在他心里,那不过是一个男人都会犯的错误罢了,算不得什么大事。
错的永远是别人,是林噙霜处心积虑勾引他。
是林噙霜步步为营算计他。
而他,只是受害者,只是没把持住而已。
她那个好大哥,盛长柏在这一点上,倒真是青出于蓝而胜于蓝。
他娶了海氏,当着众人的面允诺绝不纳妾。
摆出一副情深意重、清正端方的模样,惹得多少人赞他一句端方的正人君子。
可背地里呢?
一点儿没耽误他睡羊毫那几个丫鬟。
这人当真是虚伪至极、恶毒至极。
你说你不纳妾,那是你的规矩、你的体面,旁人管不着。
可你给那几个丫鬟起的都是什么名字?
羊毫、狼毫、兼毫,这是给人起的名字?
在他眼里,那几个丫鬟怕是从头到尾就不算个人。
不过是趁手的物件罢了,用的时候拿来用用,用完了往旁边一搁,连个正经名姓都不配有。
一面标榜自己不纳妾的清高,一面心安理得地把丫鬟当物件使唤。
盛长柏这份虚伪,比盛紘有过之而无不及。
至少盛紘好歹还要点脸,还知道给几个妾室姨娘的名分。
盛长柏倒好,既要当婊子又要立牌坊,好处全让他占了,恶名全让别人背了。
……
王若弗这一觉睡得格外沉。
次日清晨醒来时,她坐在床边愣了好一会儿神,总觉得自己和以前不一样了。
身上轻快了许多,脑子也清清爽爽的,像是蒙了许久的灰尘被人擦拭干净了一般。
可到底哪里不一样了,她又说不上来,最后归咎于人逢喜事精神爽。
直到去寿安堂给老太太请安时,那种怪异的感觉才渐渐清晰起来。
老太太今儿个说的话,她竟然听懂了大半。
往常她总觉得老太太说话,总是弯弯绕绕的,话里有话。
王若弗每次听完,都是一头雾水,回去还得拉着刘妈妈分析半天,才能勉强琢磨出个五六分。

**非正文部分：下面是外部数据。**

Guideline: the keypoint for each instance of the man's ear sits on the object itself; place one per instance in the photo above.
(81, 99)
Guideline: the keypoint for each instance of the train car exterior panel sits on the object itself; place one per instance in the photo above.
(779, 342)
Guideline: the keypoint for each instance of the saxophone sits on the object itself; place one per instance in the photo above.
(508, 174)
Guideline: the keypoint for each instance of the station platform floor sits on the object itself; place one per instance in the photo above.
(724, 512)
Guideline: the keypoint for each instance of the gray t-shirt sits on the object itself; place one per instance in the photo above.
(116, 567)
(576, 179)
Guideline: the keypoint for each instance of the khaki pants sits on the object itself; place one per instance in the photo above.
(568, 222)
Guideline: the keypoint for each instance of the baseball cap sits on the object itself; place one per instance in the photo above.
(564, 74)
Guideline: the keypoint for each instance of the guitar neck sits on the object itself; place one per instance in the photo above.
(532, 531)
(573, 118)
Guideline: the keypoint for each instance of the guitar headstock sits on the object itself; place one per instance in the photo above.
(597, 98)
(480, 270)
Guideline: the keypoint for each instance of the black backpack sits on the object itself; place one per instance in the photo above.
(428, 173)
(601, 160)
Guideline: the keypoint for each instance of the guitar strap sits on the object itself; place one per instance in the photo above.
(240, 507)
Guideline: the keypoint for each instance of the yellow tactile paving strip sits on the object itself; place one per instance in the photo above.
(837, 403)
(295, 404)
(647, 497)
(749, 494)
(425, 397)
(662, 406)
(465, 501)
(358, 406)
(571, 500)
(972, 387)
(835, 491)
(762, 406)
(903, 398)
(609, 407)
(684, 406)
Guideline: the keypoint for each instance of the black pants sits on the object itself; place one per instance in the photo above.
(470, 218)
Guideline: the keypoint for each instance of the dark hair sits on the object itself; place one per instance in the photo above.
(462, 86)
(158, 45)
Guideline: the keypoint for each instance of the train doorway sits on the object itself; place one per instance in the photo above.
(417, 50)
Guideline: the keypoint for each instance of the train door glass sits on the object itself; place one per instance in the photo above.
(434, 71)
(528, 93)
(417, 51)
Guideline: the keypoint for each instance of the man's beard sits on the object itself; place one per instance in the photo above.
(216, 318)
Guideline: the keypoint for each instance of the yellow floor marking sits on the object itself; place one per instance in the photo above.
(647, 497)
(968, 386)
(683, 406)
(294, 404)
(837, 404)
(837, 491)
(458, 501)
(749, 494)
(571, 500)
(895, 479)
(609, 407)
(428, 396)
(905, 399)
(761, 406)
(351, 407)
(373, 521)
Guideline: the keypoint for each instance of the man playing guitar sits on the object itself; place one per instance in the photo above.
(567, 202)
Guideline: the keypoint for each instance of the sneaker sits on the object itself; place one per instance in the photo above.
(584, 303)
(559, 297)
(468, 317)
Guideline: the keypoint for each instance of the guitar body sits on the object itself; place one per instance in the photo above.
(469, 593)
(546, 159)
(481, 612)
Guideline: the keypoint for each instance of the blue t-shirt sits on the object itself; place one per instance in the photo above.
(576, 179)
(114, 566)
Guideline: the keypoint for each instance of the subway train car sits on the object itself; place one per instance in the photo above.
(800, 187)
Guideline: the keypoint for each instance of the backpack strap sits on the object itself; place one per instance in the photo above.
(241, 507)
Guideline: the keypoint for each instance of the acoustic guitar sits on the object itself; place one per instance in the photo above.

可今日,老太太刚开口,她脑子里就自动浮现出那话背后的意思。
什么六姑娘近来功课可好。
那是在点她,别光顾着自个儿的闺女,也要多关心关心明兰。
什么大娘子近来操劳,瞧着清减了些。
这多半是在试探她,管家权刚拿回来,能不能撑得住场面。
王若弗一边应着话,一边在心里暗暗咋舌。
她居然……听懂了?虽然不全懂,但听懂大半。
不单是老太太的话,连带着华兰坐在一旁时那些细微的小动作、眼神的闪烁、言语间那点若有若无的疏离,她也看明白了。